Los siloviki no ocultan sus intenciones. Una declaración de victoria que publicó prematuramente la agencia RIA Novosty, el 26 de febrero, saludaba a Putin como el “restaurador de la plenitud histórica” rusa, anunciando que el Estado ucraniano había dejado de existir y que nunca volvería a hacerlo.
Gustav Gressel, investigador del European Council on Foreign Relations, recuerda que Carl Schmitt, el jurista más influyente del Tercer Reich, escribió en 1939 que solo los imperios eran verdaderamente soberanos porque disfrutaban –en virtud de su historia, poder y etnicidad– de la potestad de gobernar a otros Estados y que para conseguirlo podían quebrantar leyes “abstractas”. Ese mismo razonamiento explica, según Gressel, que Moscú criticara la intervención de la OTAN en los Balcanes pero no las limpiezas étnicas serbias en Croacia, Bosnia y Kosovo: solo Belgrado tenía derecho a un imperio, no Zagreb, Sarajevo o Tirana.
‘Mitteleuropa’
Un problema añadido para el Kremlin es que –a diferencia de las guerras contra pueblos islámicos, circasianos o centroasiáticos– Ucrania comparte historia, tradiciones y una lengua similar con Rusia, lo que explica la baja moral de las tropas rusas. Según Napoleón, en una guerra la moral es, en relación al lado físico, tres cuartas partes del total.

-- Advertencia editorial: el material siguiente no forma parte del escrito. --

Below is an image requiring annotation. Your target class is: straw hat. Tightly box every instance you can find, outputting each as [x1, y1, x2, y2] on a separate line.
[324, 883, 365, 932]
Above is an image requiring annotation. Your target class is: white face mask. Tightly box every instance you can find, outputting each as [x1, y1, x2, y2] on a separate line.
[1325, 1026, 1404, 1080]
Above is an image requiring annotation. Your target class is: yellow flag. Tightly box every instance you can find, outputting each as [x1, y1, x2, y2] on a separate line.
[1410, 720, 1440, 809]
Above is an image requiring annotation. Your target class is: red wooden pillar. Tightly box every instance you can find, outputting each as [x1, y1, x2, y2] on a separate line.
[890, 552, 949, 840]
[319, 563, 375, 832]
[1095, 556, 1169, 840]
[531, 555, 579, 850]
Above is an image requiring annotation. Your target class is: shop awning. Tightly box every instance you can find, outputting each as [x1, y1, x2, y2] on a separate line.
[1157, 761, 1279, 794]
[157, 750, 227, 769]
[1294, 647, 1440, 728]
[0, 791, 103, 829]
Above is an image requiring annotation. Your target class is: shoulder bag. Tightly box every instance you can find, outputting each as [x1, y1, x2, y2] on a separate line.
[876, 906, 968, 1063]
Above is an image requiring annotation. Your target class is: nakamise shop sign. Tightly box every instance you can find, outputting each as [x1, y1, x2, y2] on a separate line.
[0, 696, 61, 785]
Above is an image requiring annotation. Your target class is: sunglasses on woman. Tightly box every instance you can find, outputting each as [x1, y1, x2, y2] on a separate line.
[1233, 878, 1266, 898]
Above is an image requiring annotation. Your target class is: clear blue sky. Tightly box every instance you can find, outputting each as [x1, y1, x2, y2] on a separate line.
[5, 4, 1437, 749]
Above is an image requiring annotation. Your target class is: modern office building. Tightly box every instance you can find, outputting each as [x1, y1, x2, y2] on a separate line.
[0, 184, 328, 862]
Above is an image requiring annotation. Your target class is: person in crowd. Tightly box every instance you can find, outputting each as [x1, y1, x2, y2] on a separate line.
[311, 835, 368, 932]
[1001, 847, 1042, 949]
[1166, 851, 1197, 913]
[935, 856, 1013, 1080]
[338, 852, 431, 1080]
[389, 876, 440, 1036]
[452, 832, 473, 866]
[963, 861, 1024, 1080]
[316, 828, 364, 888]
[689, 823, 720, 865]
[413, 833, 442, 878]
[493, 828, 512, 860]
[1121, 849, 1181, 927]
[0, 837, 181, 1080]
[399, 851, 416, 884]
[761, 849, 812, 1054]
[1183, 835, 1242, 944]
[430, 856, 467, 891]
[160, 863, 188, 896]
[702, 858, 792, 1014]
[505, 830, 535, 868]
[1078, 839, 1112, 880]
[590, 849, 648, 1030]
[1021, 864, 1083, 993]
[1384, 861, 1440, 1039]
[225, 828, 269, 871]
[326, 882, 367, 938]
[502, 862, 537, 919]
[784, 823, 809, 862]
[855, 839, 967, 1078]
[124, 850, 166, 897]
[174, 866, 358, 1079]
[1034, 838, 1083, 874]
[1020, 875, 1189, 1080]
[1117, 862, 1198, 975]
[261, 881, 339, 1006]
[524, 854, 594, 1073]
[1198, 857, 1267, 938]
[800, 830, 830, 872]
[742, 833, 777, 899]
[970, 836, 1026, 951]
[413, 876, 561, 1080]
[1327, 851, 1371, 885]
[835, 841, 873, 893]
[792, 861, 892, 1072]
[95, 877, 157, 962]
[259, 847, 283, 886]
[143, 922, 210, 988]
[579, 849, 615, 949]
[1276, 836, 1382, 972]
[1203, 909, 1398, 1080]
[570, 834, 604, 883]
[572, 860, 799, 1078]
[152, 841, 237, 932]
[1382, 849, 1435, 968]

Nataliya Gumenyuk, periodista que está cubriendo in situ los campos de batalla, señala en The Washington Post que el 93% de los ucranianos está convencido que pueden ganar la guerra. No tienen otra salida. En Jersón y otras ciudades ocupadas se han producido, denuncia, deportaciones masivas a Rusia y secuestros de autoridades y activistas por soldados rusos.
Traumas similares, causados por pérdidas cíclicas de soberanía y territorios, forman los cimientos de la identidad colectiva de la Mitteleuropa, atrapada entre el este y el oeste, y que hoy ve en Ucrania su pasado y, sobre todo, el que puede ser su futuro. Según Ivan Krastev, la de Ucrania es una guerra de “recolonialización”.
Pero si Putin quería convertirse en el padre de una nueva Rusia, va a terminar siendo el progenitor de una nueva Ucrania. Retomar Mosul de las manos de 6.000 yihadistas de Dáesh le tomó al ejército iraquí nueve meses de combates casa por casa. Kiev es una pieza mucho mayor, incluso para el oso ruso. En Afganistán, el Ejército Rojo sufrió unas cinco bajas diarias, frente a las casi 400 que diversas fuentes estiman están sufriendo las fuerzas rusas en Ucrania. En enero, Leonid Ivashov, líder de un grupo de militares rusos retirados, advirtió de que una invasión de Ucrania, al poder convertir a rusos y ucranianos en “enemigos perpetuos” y poner a Rusia al borde una guerra con la OTAN, amenazaría la propia existencia de Rusia como Estado.